Created attachment 45656 [details] test.cc
Created attachment 45657 [details] test.xml
Created attachment 45658 [details] [review] libxmlpp-2.10.0-debug.diff Prints ch+len and the resulting Glib::ustring. Also has fix to the SaxParserCallback::on_characters() bug.
Confirmed with libxml++ from cvs. Without catching the Glib::Error exception, this is the backtrace:
+ Trace 58706
I guess we need to find out exactly what bytes are in the Glib::ustring.

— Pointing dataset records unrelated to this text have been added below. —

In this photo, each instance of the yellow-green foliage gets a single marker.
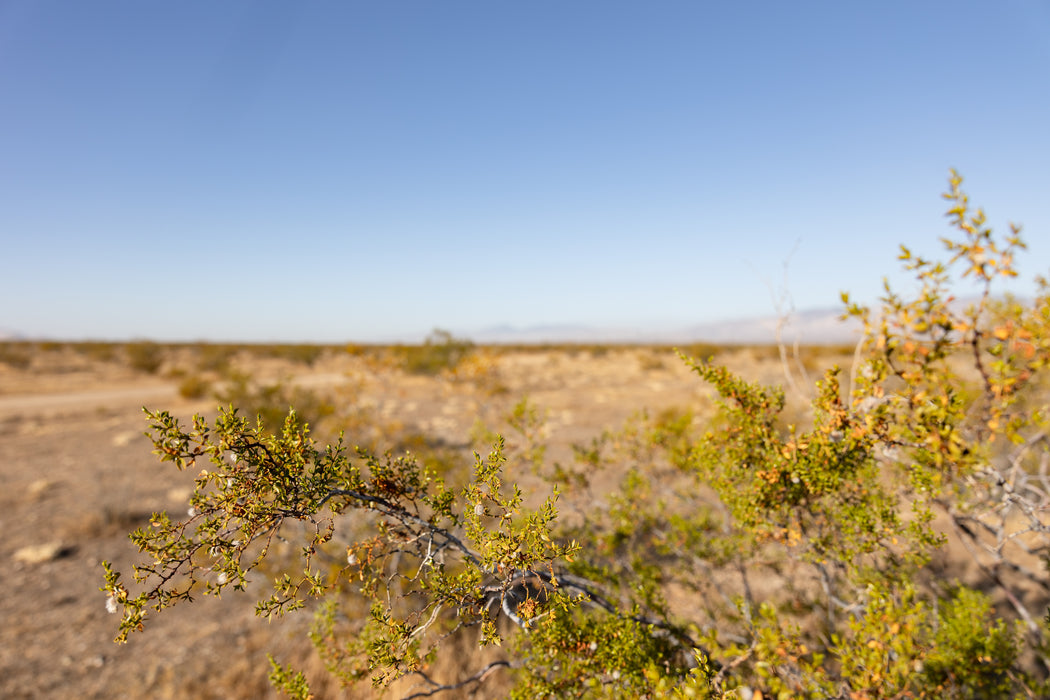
(894, 548)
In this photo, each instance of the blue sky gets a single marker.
(335, 171)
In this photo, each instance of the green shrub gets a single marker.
(16, 355)
(742, 557)
(193, 386)
(145, 356)
(439, 353)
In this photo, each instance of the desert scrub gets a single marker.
(270, 403)
(747, 554)
(194, 386)
(439, 353)
(144, 356)
(16, 355)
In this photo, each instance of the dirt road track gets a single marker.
(36, 404)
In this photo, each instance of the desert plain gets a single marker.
(77, 474)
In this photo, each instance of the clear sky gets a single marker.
(334, 171)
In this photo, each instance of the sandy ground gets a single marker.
(77, 474)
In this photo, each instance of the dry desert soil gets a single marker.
(77, 474)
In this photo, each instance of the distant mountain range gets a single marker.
(815, 326)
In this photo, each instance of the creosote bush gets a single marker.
(895, 546)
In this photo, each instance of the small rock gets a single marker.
(122, 439)
(41, 553)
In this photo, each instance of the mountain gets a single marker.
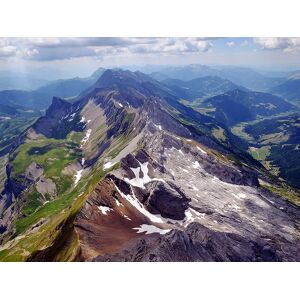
(70, 87)
(128, 173)
(289, 89)
(42, 97)
(27, 99)
(240, 76)
(200, 87)
(241, 106)
(275, 142)
(15, 80)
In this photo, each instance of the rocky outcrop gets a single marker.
(166, 200)
(199, 243)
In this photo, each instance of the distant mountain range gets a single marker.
(126, 172)
(41, 98)
(200, 87)
(240, 76)
(15, 80)
(241, 106)
(289, 89)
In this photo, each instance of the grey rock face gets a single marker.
(196, 243)
(166, 200)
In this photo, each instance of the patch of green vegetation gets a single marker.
(285, 192)
(33, 202)
(57, 155)
(219, 134)
(260, 153)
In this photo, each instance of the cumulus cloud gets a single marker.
(274, 43)
(244, 43)
(7, 51)
(230, 44)
(66, 48)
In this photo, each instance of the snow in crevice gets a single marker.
(140, 207)
(158, 126)
(86, 137)
(104, 209)
(126, 217)
(78, 176)
(196, 165)
(141, 181)
(148, 229)
(82, 161)
(191, 215)
(108, 165)
(201, 150)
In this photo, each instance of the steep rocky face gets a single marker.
(220, 215)
(128, 173)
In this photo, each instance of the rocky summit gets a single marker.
(127, 172)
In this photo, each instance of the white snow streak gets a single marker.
(148, 229)
(104, 209)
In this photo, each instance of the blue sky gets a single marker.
(80, 56)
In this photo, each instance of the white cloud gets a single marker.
(7, 51)
(230, 44)
(274, 43)
(65, 48)
(244, 43)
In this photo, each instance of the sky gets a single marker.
(68, 57)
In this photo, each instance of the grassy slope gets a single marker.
(57, 213)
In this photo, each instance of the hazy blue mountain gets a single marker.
(41, 98)
(14, 80)
(200, 87)
(290, 89)
(241, 106)
(241, 76)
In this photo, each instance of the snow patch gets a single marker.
(148, 229)
(104, 209)
(158, 126)
(126, 217)
(86, 137)
(200, 149)
(108, 165)
(78, 176)
(141, 181)
(196, 165)
(82, 161)
(140, 207)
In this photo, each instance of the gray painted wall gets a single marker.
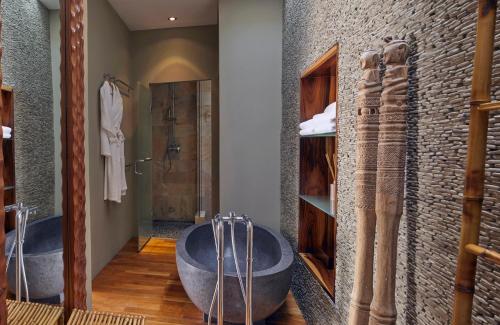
(441, 36)
(250, 34)
(55, 51)
(26, 64)
(112, 224)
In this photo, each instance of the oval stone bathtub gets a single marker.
(197, 266)
(42, 258)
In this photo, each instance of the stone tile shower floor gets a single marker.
(169, 229)
(147, 283)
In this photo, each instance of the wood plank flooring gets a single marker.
(147, 283)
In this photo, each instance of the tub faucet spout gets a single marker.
(218, 230)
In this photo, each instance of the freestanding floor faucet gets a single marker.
(22, 215)
(218, 229)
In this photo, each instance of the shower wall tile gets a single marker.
(175, 174)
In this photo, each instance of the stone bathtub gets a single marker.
(42, 259)
(197, 265)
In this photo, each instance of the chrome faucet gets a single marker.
(218, 229)
(22, 215)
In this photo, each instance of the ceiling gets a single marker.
(154, 14)
(50, 4)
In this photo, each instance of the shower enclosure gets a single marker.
(173, 170)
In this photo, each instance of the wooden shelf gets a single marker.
(317, 222)
(320, 135)
(324, 276)
(321, 202)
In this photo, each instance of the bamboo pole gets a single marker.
(391, 158)
(368, 105)
(476, 156)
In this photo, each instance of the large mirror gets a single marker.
(32, 148)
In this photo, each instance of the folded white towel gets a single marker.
(314, 123)
(332, 108)
(6, 130)
(329, 115)
(318, 130)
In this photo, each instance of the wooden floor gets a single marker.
(147, 283)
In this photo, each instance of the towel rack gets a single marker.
(116, 81)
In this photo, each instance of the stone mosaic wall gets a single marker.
(441, 35)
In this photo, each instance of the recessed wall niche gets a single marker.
(317, 212)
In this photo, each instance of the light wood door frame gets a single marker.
(73, 156)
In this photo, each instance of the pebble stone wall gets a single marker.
(441, 35)
(26, 66)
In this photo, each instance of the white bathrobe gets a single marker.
(112, 143)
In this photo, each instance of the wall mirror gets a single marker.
(42, 234)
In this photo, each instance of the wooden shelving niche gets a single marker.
(317, 215)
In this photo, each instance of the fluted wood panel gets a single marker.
(73, 135)
(3, 276)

Breakpoint 1, print_node (node=0x80554b8, indentation=4) at main.cc:65 65 std::cout << "text = \"" << nodeText->get_content() << "\"" << std::endl; (gdb) print nodeText->get_content() $1 = {static npos = 4294967295, string_ = {static npos = 4294967295, _M_dataplus = {<std::allocator<char>> = {<__gnu_cxx::new_allocator<char>> = {<No data fields>}, <No data fields>}, _M_p = 0x804c31c "Diego Pettenò"}}} (gdb) The bytes in the Glib::ustring looks good. I could reproduce the problem independently of libxml++ (cf attachement).

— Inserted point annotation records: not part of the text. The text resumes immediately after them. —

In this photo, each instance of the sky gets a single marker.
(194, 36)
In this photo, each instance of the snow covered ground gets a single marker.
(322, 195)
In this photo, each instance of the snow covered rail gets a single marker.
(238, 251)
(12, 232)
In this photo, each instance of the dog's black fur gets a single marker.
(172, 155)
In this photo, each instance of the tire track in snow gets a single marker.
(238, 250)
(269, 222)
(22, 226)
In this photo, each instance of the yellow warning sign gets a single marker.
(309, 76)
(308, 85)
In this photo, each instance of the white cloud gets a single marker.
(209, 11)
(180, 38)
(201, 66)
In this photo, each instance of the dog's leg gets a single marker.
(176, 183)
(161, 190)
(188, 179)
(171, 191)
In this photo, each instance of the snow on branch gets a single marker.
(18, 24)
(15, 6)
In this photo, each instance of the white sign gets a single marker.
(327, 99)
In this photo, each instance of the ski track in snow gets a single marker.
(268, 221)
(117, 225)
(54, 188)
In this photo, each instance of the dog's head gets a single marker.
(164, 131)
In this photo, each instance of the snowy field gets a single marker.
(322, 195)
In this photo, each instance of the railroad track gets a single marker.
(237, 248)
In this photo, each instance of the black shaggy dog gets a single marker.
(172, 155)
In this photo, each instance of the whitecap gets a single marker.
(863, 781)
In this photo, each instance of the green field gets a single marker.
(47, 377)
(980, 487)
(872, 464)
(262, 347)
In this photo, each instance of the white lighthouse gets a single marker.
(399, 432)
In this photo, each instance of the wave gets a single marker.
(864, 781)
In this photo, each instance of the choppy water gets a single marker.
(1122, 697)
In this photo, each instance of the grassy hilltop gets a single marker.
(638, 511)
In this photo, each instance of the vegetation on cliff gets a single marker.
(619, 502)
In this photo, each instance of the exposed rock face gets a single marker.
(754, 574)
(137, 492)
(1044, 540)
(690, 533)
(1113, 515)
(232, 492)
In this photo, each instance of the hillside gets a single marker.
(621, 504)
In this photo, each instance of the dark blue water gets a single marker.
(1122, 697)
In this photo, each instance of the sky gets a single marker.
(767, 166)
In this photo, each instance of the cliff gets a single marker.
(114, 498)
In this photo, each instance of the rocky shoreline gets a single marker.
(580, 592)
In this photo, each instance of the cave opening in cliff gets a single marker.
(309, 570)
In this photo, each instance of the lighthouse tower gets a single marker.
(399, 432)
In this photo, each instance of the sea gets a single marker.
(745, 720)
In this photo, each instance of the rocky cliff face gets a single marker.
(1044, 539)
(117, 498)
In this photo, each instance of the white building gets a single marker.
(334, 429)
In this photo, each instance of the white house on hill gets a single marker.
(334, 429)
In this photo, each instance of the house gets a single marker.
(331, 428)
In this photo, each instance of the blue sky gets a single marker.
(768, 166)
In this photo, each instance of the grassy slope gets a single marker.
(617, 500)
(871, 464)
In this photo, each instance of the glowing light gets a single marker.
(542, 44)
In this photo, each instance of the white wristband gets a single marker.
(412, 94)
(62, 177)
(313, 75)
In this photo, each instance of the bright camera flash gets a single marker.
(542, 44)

Created attachment 45694 [details] testcase compile with : g++ -g `pkg-config --cflags glibmm-2.4` -o test test.cc `pkg-config --libs glibmm-2.4`
I don't think you can put unicode directly into C sources. You should use english literals and gettext().
Created attachment 45774 [details] g_locale_from_utf8.c Here is a C test case. Please discuss this on gtk-list@gnome.org if you disagree.

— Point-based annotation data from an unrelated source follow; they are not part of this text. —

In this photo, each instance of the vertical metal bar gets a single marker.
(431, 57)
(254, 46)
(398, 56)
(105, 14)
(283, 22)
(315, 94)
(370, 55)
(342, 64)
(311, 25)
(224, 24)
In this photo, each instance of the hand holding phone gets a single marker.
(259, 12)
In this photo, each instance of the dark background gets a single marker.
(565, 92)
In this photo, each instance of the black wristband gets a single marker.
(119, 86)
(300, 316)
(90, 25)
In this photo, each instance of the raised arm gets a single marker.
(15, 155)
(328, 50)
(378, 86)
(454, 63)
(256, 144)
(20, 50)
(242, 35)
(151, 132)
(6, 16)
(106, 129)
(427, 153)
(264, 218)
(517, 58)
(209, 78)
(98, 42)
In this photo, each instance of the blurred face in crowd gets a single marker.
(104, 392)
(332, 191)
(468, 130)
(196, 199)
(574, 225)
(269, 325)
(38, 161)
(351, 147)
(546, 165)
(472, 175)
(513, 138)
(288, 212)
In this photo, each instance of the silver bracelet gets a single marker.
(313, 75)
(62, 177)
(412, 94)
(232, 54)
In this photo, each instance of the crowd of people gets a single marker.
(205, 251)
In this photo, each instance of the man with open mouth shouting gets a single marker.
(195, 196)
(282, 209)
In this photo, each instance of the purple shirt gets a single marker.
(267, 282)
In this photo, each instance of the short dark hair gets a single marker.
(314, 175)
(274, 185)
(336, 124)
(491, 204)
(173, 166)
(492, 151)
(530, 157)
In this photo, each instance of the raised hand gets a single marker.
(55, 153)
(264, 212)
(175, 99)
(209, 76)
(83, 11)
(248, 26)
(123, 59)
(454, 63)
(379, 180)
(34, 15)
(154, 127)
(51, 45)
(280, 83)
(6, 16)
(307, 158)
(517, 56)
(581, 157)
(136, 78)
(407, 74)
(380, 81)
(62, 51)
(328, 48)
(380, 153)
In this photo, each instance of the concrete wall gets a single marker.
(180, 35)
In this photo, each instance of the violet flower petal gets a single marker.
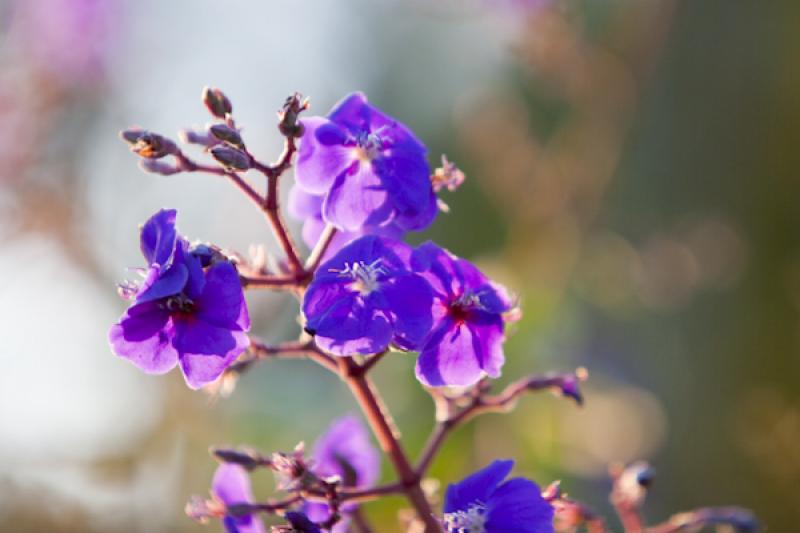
(158, 237)
(476, 487)
(459, 353)
(205, 351)
(321, 155)
(517, 506)
(346, 450)
(356, 198)
(222, 302)
(144, 336)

Then again, the gettext() thing doesn't help you when reading from your XML file. Maye a glib coder can explain.
Putting Unicode in C should be fine, as far as gcc is concerned. This looks like an iconv bug to me. It doesn't seem to accept \c3\b2
Well, I've confirmed that iconv is returning -1 and setting errno to EILSEQ, however I am unable to reproduce it outside of glib. I've attached a test case which works as expected.
Created attachment 45823 [details] iconv-test.c
any update on this? Yay or nay on whether it's really an iconv problem or not? I'm hoping this gets resolved soon, as the UTF-8 support is really my sole reason for using glib/glibmm.
the error does not occur when doing the explicit UTF-8 -> ISO8859-1 conversion using g_convert either, so the problem seems to be not in iconv and not in the glib iconv wrapper, but rather in g_locale_from_utf8
you should probably insert const gchar *charset; g_get_charset (&charset); g_print ("charset %s\n", charset); in your example and verify that glibs idea of the locale charset coincides with what you believe it is.
charset ANSI_X3.4-1968 setlocale returned 'en_US.UTF-8' strlen("Diego Pettenò") == 14 iconv: Invalid or incomplete multibyte or wide character result = 'Diego Petten' That's after replacing ISO8859-1 with ANSI_X3.4-1968. not sure what this means though.
ANSI_X3.4-1968 is a fancy name for ASCII, so it is no wonder it can't handle that last character. What is your locale set to ?
As displayed in comment #16, my locale is set to en_US.UTF-8.
Are we any closer to an explanation for this? It's very odd.
You need to figure out why g_get_charset() thinks that your locale charset is ASCII, when the locale is set to en_US.UTF-8
No response in more than a year, closing.